Were I all realist and no romantic - or were I simply braver - I might have said this. As it was, I tried to disregard my first impression - my "gut feeling." I even went so far as to joust tongues with him, probing for chemistry inside his mouth. But no amount of coaching from my inner-romantic could change how I felt. At the end of the evening, as I put on my coat, he asked if we could see each other again. I said I would call him next week, knowing full well I wouldn't.

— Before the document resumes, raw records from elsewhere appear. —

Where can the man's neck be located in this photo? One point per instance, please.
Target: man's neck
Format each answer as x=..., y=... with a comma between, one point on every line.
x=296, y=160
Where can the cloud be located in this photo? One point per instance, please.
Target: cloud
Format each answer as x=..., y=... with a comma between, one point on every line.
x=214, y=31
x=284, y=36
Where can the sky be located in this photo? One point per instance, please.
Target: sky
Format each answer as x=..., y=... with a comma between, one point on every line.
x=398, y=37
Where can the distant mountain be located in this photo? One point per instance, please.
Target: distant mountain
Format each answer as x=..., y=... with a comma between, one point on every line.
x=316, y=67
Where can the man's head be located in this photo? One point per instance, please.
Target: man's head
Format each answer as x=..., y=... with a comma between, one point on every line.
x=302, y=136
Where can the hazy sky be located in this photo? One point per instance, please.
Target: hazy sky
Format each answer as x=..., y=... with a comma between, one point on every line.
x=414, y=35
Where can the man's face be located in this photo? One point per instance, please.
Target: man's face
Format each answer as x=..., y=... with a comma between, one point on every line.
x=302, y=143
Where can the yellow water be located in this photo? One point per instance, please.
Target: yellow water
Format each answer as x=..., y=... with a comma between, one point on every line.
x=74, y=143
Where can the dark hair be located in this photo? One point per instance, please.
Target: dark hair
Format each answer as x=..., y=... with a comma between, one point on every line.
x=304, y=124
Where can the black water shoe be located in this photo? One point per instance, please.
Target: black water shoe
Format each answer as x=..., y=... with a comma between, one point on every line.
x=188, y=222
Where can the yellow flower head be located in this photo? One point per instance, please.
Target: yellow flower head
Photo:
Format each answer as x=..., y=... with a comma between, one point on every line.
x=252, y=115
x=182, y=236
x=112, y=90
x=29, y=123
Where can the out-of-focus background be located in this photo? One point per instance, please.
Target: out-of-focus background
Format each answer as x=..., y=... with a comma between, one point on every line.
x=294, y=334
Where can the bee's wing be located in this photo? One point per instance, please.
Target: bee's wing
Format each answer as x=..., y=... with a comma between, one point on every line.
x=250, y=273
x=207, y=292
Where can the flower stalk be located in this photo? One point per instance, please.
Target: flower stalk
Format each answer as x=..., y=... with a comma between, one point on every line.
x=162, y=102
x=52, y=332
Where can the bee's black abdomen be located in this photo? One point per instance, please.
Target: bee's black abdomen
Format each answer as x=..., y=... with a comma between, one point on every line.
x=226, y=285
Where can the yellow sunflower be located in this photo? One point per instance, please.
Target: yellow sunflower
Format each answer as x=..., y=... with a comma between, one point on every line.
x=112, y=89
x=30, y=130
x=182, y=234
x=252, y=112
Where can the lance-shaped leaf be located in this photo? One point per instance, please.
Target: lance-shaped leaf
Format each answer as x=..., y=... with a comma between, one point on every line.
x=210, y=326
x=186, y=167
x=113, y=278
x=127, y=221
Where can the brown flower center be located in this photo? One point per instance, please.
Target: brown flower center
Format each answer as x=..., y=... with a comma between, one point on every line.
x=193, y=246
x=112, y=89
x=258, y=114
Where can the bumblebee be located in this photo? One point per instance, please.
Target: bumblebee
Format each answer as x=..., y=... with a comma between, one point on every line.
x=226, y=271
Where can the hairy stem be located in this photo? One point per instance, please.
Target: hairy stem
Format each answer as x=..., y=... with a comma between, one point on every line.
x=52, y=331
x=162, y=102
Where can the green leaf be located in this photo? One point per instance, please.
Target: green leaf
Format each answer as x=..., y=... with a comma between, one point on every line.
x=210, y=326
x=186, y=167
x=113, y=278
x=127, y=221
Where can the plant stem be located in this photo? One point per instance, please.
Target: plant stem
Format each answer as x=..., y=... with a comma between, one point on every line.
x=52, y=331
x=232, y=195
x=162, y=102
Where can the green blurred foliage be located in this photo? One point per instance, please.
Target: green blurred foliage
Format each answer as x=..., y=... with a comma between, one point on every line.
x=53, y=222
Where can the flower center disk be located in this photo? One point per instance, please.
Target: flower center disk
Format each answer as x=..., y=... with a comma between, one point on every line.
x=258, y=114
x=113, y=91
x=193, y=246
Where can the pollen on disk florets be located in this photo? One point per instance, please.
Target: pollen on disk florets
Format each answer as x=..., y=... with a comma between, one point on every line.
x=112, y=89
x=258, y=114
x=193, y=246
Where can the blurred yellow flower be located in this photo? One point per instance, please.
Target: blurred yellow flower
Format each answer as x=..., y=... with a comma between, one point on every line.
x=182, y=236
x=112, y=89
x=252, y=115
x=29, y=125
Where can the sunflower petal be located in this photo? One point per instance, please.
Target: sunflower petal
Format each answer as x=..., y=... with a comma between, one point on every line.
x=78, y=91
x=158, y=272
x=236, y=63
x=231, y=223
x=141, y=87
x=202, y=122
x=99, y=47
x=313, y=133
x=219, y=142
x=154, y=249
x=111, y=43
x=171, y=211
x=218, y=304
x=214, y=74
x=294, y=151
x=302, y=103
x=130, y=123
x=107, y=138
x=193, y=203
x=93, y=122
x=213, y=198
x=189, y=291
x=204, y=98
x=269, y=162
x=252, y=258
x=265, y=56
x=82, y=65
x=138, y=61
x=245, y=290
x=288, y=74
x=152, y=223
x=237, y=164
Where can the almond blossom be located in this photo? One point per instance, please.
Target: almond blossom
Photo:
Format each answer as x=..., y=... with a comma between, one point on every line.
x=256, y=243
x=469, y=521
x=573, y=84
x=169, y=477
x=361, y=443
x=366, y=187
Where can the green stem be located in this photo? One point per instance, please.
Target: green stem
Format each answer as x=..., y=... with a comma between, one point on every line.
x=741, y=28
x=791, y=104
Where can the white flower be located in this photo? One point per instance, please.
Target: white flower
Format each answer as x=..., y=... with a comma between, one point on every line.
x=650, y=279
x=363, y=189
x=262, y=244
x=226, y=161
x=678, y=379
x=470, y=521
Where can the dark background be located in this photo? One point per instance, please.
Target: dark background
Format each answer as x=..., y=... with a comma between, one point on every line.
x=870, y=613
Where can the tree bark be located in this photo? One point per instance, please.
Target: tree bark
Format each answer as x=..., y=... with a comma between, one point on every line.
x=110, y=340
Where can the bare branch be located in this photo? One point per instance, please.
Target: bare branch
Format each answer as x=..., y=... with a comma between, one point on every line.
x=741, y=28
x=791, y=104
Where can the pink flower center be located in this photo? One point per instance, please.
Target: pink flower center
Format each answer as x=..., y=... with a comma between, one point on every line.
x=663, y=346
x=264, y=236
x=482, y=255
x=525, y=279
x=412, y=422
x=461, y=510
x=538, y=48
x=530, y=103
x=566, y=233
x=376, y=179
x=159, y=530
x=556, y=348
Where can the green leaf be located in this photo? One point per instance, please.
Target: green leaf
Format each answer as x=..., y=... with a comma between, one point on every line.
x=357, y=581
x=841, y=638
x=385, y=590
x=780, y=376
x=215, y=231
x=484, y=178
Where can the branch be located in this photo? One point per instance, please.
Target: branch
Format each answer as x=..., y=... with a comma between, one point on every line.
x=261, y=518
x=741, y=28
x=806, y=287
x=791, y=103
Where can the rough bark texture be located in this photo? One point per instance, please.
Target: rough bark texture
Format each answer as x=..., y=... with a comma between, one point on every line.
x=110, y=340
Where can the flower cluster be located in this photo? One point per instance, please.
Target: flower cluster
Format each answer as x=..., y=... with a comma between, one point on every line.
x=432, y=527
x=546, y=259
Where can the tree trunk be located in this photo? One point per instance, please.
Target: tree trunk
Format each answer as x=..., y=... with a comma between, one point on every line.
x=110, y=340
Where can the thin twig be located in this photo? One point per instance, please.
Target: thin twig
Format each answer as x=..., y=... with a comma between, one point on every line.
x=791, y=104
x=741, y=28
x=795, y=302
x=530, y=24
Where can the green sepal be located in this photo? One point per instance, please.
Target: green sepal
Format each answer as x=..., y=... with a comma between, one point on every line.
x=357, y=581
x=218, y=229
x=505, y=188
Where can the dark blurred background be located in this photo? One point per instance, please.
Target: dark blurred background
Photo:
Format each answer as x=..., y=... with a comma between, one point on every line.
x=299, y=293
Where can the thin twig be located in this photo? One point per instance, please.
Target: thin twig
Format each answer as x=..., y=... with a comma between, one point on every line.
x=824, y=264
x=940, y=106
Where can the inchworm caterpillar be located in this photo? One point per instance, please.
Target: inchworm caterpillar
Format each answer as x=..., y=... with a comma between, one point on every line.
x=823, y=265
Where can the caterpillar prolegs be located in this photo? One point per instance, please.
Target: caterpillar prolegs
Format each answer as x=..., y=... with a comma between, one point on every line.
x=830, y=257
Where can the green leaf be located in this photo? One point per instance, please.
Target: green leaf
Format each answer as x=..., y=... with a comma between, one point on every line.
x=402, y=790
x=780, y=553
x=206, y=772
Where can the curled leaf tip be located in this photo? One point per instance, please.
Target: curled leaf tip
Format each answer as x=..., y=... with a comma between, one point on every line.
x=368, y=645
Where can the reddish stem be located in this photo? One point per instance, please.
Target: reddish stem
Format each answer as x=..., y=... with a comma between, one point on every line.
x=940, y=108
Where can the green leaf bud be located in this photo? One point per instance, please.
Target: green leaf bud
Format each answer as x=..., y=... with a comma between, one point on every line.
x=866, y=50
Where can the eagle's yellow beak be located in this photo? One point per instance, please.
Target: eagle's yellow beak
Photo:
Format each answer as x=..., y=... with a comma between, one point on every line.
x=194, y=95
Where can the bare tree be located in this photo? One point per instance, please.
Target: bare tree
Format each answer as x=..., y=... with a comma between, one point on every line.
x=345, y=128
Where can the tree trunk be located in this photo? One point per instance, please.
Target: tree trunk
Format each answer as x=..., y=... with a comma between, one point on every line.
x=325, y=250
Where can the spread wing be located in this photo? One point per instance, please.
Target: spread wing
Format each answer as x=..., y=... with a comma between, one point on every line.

I shouldn't have said I would call him. Match Man was honest with me - both in his affections and, two weeks and one date later, his decision to look elsewhere. H, too, was honest. He wasn't sure what he wanted, but ultimately he and his gut decided it wasn't me.

Perhaps I should give up searching for the "right man," at least for now. Perhaps, for now, I don't want a new relationship, just sex. Relationships I've done, but I've never had one-night stand, never played the role of gay Odysseus journeying homeward through the Land of the Zipless Fuck. Psychopaths and STD-carriers aside, perhaps only in the land of indiscriminate fucking is there truly "no such thing as the wrong man."